Different types of arthritis have different symptoms. In general, people who have arthritis feel pain and stiffness in the joints. Other common symptoms of arthritis are:
• Swelling in one or more joints
• Stiffness around the joints that lasts for a least one hour in the early morning
• Joint pain or tenderness that is intermittent or constant
• Feeling like it's difficult to use or move a joint
• Warmth or redness in a joint
Diagnosing rheumatic diseases can be difficult because some symptoms are common to many different diseases. Your rheumatologist will first do a complete physical exam, looking for any swelling, redness, warmth, deformity, ease of movement, and tenderness in your joints. Your heart, lungs, eyes, ears, throat and other parts of your body may be examined as well. This is because some types of arthritis can affect your organs. Lab tests may also be ordered and samples of blood, urine, or synovial fluid may be taken.
Other conditions besides arthritis can also cause swelling and pain in the hands and feet.
Polycythemia Vera (PV)is a disorder that is due to an overproduction of red blood cells, white blood cells, and platelets. Some patients with PV will not demonstrate any symptoms at all, but many will experience easy bruising or bleeding with little or no injury. Also, the blood may be thick causing it to clot in small blood vessels. If clotting occurs in the tiny blood vessels of the fingers and toes, a patient may experience numbness or burning. Swelling and pain in the hands and feet may occur.
Some medical conditions cause edema…swelling of the hands, ankles, feet, face, abdomen, or other areas of the body. Swelling is most often seen in the hands, in the feet, or around the eyes.This may occur more at the end of the day. The bloating or swelling can cause muscle aches and pains.
Edema is fluid accumulation in the body. It can be caused by reduced kidney function, chronic kidney disease, congestive heart disease, varicose veins, phlebitis, protein or thiamine deficiency, sodium retention, or cancer.
Other causative factors include pregnancy, standing for long periods of time; premenstrual syndrome; the use of oral contraceptives; an injury, such as a sprain; allergic reactions; or a bee sting.
If the skin indents when the skin of the feet or ankles is pressed by a finger, forming little pits ("pitting edema"), the situation is getting worse and a physician should be contacted.
Fluid retention is sometimes caused by a food allergy. Hypothyroidism, anemia, adrenal malfunction, constipation, and lack of exercise can be causitive factors, along with deficiencies of potassium, vitamin B complex, or vitamins B1, B3, or B6.
As soon as edema is found to exist, it is important to get a precise diagnosis. Once congestive heart disease, kidney disease, or liver disease are ruled out, more unusual causes can be considered.
Insect stings in people who have allergies to these stings can lead to swelling and pain in the hands and feet. The same type of reaction may occur with medications. This is referred to as serum sickness.
Allergic reactions to medications can also cause this symptom complex.
Acromegaly is a disease where a tumor in the pituitary gland causes an oversecretion of growth hormone.

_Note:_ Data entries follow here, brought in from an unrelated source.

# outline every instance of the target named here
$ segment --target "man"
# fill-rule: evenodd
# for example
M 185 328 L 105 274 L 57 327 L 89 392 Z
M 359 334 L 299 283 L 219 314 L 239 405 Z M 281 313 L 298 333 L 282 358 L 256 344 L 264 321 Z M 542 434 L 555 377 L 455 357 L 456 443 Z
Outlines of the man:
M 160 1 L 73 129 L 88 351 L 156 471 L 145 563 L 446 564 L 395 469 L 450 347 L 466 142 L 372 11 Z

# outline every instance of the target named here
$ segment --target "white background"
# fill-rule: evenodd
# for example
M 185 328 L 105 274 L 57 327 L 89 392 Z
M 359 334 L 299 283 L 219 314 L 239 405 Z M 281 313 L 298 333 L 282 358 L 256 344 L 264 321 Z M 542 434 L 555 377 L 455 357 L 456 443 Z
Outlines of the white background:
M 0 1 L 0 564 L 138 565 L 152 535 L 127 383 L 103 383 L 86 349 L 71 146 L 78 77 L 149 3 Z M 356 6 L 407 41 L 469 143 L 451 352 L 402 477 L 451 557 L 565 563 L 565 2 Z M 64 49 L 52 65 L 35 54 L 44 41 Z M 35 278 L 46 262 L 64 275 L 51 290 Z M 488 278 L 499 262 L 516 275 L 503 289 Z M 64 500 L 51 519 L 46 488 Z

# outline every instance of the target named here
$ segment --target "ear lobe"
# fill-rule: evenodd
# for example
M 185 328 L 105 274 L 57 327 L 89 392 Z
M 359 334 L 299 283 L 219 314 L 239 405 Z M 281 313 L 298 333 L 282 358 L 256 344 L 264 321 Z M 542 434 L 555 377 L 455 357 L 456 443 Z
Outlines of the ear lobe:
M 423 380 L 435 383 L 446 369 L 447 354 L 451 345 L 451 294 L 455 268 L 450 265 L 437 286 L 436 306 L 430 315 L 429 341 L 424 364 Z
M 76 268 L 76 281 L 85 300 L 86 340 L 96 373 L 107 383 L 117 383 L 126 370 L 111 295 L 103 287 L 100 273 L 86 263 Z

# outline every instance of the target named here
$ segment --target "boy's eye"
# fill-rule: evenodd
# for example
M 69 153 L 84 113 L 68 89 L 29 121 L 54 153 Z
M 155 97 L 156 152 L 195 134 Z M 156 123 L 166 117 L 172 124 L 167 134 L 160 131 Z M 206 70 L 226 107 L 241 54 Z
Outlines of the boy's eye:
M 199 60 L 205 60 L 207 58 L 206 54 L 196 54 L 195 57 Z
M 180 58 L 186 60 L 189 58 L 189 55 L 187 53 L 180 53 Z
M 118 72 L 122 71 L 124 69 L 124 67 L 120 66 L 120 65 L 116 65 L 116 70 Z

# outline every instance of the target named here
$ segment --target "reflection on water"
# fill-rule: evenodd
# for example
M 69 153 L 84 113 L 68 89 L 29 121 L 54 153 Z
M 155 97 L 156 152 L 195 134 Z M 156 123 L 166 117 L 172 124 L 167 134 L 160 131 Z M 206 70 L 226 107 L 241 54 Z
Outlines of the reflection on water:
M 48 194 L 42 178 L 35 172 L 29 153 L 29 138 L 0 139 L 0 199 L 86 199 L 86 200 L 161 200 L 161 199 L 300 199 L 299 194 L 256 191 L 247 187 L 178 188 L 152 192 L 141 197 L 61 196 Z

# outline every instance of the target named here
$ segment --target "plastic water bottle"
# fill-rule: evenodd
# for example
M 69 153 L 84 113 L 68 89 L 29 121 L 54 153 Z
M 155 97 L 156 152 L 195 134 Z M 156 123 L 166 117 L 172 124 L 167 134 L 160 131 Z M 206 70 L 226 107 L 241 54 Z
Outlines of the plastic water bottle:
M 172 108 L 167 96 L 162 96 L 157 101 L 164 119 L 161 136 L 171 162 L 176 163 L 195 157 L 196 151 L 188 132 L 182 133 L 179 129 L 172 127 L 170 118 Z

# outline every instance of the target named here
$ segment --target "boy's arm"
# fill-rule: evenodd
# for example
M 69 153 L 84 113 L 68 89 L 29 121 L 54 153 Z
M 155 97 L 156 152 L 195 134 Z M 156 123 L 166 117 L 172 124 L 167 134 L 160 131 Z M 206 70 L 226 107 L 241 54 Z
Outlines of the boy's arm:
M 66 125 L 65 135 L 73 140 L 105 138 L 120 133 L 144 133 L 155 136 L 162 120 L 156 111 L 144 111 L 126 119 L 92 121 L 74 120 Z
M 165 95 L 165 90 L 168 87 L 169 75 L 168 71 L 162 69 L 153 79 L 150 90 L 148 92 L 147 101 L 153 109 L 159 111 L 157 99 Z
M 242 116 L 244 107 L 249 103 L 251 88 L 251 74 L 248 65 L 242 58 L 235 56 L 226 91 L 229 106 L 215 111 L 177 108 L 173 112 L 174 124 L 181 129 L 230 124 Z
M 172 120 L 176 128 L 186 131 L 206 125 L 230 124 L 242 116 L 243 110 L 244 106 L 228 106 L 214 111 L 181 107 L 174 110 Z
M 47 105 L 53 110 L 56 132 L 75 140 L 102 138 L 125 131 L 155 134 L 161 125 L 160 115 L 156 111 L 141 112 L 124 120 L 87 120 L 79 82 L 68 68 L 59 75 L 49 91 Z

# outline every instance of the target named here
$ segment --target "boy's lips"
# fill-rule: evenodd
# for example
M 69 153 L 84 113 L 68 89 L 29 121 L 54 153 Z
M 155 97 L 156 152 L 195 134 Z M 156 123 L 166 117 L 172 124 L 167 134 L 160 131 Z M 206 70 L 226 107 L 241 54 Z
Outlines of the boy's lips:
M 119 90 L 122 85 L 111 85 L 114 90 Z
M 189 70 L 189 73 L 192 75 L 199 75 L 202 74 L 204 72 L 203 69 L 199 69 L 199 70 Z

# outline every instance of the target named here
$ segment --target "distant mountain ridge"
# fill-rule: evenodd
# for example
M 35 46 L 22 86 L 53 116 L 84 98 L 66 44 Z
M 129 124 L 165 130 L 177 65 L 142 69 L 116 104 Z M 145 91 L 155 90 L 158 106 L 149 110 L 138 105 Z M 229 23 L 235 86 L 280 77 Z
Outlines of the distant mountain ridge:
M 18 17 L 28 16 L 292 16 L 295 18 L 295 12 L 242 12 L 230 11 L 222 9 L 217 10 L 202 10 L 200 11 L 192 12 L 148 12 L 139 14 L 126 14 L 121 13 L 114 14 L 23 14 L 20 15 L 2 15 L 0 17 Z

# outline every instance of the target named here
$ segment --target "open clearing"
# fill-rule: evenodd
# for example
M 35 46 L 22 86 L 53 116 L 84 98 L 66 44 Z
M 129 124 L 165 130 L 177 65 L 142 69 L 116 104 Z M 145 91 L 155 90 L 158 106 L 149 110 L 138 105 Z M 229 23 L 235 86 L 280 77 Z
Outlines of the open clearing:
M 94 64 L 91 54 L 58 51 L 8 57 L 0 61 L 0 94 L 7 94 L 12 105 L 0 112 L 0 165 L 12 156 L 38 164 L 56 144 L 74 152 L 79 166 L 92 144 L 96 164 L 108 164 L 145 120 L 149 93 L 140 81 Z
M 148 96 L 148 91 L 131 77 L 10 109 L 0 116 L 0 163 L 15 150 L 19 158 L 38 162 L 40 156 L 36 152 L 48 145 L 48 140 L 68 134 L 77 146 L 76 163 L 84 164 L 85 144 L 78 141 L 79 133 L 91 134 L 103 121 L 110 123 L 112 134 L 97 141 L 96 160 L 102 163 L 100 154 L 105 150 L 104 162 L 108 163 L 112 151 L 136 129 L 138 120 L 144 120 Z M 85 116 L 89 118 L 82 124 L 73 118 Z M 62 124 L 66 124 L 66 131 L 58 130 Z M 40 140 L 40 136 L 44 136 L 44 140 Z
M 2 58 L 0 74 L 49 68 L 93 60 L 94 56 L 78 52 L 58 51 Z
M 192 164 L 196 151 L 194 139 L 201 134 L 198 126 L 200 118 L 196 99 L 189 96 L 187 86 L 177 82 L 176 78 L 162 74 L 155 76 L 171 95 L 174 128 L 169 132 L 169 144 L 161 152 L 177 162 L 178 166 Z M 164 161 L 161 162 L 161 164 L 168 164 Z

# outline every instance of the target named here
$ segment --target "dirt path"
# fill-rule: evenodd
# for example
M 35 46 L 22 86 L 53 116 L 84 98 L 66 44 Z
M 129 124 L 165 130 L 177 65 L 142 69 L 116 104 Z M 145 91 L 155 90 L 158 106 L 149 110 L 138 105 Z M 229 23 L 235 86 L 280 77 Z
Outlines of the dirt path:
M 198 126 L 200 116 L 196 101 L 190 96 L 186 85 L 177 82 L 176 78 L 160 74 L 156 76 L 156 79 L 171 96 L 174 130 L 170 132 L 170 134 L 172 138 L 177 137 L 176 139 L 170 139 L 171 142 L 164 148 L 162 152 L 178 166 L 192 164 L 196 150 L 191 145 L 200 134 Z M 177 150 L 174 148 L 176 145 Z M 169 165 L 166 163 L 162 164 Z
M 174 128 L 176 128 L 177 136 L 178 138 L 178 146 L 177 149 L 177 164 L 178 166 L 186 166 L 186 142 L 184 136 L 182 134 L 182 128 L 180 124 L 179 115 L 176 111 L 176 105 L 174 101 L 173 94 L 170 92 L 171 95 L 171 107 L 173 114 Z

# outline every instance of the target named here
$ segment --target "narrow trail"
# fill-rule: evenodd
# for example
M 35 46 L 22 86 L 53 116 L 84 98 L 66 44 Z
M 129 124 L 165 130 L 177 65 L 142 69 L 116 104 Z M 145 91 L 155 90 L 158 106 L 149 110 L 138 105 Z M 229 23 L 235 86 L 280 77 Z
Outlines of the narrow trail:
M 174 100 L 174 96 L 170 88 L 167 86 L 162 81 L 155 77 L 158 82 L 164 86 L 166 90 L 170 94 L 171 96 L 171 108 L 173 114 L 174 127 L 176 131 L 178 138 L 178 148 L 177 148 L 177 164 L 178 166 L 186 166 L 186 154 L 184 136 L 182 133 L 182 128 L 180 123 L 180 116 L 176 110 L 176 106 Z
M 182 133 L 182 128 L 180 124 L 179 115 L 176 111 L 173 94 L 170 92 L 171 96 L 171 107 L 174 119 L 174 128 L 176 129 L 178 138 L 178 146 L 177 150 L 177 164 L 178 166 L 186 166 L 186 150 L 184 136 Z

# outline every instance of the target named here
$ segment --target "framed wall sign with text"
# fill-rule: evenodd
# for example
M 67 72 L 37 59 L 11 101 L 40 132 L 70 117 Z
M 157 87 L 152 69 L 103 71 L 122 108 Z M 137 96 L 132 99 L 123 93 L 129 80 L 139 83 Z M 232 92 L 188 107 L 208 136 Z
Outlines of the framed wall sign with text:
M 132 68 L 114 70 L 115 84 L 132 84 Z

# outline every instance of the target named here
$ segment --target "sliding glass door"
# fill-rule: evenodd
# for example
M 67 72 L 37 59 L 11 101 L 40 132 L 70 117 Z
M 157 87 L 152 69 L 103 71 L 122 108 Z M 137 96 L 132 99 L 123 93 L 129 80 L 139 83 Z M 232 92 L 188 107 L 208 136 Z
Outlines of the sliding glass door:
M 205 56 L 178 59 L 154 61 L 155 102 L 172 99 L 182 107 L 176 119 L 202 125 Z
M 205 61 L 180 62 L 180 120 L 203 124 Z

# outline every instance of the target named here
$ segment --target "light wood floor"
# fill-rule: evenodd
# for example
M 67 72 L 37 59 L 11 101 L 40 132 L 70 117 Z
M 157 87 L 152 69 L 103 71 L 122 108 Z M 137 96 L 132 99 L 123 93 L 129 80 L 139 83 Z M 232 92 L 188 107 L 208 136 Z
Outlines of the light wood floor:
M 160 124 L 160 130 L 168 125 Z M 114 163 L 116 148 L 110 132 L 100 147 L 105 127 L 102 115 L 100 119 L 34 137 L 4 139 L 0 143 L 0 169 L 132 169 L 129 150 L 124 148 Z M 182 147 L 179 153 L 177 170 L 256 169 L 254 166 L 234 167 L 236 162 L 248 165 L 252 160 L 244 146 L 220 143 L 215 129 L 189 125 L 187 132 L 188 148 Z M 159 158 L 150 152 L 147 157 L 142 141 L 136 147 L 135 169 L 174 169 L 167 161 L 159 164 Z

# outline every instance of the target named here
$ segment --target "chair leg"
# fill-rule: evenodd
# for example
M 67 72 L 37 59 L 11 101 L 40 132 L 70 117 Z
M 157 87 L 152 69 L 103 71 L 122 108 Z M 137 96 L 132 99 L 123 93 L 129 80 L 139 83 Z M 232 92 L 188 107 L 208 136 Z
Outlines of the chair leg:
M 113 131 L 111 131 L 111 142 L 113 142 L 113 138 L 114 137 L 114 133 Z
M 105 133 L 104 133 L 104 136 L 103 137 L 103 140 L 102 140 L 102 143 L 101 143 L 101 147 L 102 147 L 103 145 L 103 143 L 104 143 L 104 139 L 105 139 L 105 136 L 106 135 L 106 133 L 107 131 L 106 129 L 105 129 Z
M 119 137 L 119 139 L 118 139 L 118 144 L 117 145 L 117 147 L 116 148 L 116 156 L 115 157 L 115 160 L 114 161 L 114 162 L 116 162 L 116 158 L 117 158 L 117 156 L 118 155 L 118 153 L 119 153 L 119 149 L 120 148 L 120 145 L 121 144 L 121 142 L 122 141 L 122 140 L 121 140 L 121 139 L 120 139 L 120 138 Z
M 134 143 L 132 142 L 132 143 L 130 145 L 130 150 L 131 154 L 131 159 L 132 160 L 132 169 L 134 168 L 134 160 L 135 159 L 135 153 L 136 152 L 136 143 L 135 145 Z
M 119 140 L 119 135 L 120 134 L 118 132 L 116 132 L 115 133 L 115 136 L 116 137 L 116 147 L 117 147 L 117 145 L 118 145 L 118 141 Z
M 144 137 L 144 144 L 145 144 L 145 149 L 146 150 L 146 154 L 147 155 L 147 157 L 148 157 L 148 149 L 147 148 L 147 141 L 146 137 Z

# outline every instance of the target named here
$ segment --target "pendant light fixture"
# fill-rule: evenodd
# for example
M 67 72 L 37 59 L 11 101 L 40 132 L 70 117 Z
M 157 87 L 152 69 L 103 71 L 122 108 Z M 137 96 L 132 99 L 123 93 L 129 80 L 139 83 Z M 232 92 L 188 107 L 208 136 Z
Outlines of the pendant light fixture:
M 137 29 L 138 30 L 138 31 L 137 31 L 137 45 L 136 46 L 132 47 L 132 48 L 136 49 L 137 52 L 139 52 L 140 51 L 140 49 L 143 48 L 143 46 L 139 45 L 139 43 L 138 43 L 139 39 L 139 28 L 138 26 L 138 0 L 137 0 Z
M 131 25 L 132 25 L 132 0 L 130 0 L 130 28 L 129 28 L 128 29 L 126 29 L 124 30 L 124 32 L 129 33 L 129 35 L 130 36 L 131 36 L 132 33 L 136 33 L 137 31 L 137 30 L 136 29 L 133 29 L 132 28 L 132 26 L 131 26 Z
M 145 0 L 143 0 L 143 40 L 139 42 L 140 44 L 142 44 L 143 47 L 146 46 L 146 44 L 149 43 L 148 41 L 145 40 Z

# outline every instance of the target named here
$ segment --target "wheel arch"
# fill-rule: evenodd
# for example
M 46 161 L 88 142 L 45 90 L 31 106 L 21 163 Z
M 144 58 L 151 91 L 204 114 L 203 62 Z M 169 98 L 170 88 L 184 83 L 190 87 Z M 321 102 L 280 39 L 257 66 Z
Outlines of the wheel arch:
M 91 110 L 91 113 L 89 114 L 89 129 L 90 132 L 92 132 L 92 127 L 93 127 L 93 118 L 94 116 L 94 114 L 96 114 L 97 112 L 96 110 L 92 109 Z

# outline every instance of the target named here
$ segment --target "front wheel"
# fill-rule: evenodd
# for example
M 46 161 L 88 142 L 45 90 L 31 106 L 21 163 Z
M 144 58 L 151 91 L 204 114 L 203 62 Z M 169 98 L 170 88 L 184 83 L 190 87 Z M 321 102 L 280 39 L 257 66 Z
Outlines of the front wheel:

This leads to swelling and pain in the limbs, particularly the hands and feet.
Frostbite is another cause of swelling and pain in the hands and feet. The history will provide clues to this diagnosis.
Blood clots in the veins are another cause of swelling and pain in the limbs. This rarely affects the upper extremities (arms). If it does, diseases associated with clotting abnormalities should be suspected.
Reflex sympathetic dystrophy is a peculiar disorder that leads to swelling and pain in an affected limb. Generally it occurs in only an arm or a leg, rarely both at once.